We invite you to start writing your own applications over StarkNet by either checking the (new!) website, or jumping directly to the tutorial.

If you are ready to deploy, please follow this onboarding process; created to ensure all developers are well aware of the preliminary state of the system.


Starknet ecosystem is still pretty new and has a little learning curve. It does not support solidity natively instead it has its own programing language called cairo.

Cairo and Smart Contract Development

StarkNet uses the Cairo programming language both for its infrastructure and for writing StarkNet contracts.

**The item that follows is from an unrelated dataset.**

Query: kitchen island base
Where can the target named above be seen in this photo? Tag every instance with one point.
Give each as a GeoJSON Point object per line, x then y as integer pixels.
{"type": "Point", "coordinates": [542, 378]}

It is similar to python, following is a simple smart contract written in Cairo

# Declare this file as a StarkNet contract.
%lang starknet

from starkware.cairo.common.cairo_builtins import HashBuiltin

# Define a storage variable.
func balance() -> (res : felt):

# Increases the balance by the given amount.
func increase_balance{
        syscall_ptr : felt*, pedersen_ptr : HashBuiltin*,
        range_check_ptr}(amount : felt):
    let (res) = balance.read()
    balance.write(res + amount)
    return ()

# Returns the current balance.
func get_balance{
        syscall_ptr : felt*, pedersen_ptr : HashBuiltin*,
        range_check_ptr}() -> (res : felt):
    let (res) = balance.read()
    return (res)

Developer Tools

  • OpenZeppelin is defining the standard contracts. Their repo and discussions are worth following
  • The Warp Solidity–>Cairo transpiler, developed by Nethermind
  • Shard Labs’ HardHat plugin and StarkNet Devnet
  • Argent is developing tooling, including its joint effort on StarkNet.js, alongside Sean Han, its creator

Infrastructure Roadmap

Block explorer:

  • The Voyager project by Nethermind
  • Eth.tx will offer support analysis and a detailed view of StarkNet transactions

Full nodes: two efforts underway: one is the Fermion project led by Erigon, the other is the Pathfinder project, led by Equilibrium


  • ArgentX is a browser extension developed by Argent, already available to devs
  • Torus key management solution is StarkNet ready
  • Ledger is developing a native StarkNet app; to be made available before the end of the year

Cairo Audits: ConsenSys Diligence, Trail of Bits, Peckshield, and ABDK are either conducting Cairo audits already, or about to start soon

API Services: after a StarkNet full node is made available, API services will be offered by Figment, Chainstack, and Infura

Indexer: we will be working on integrating TheGraph to work with StarkNet, together with the Figment team


Starknet has a shown innovative ways to solve ethereum’s scaling problem and has a great community building impactful web3 apps on the platform. It does have some learning curve but you should definitely give it a try.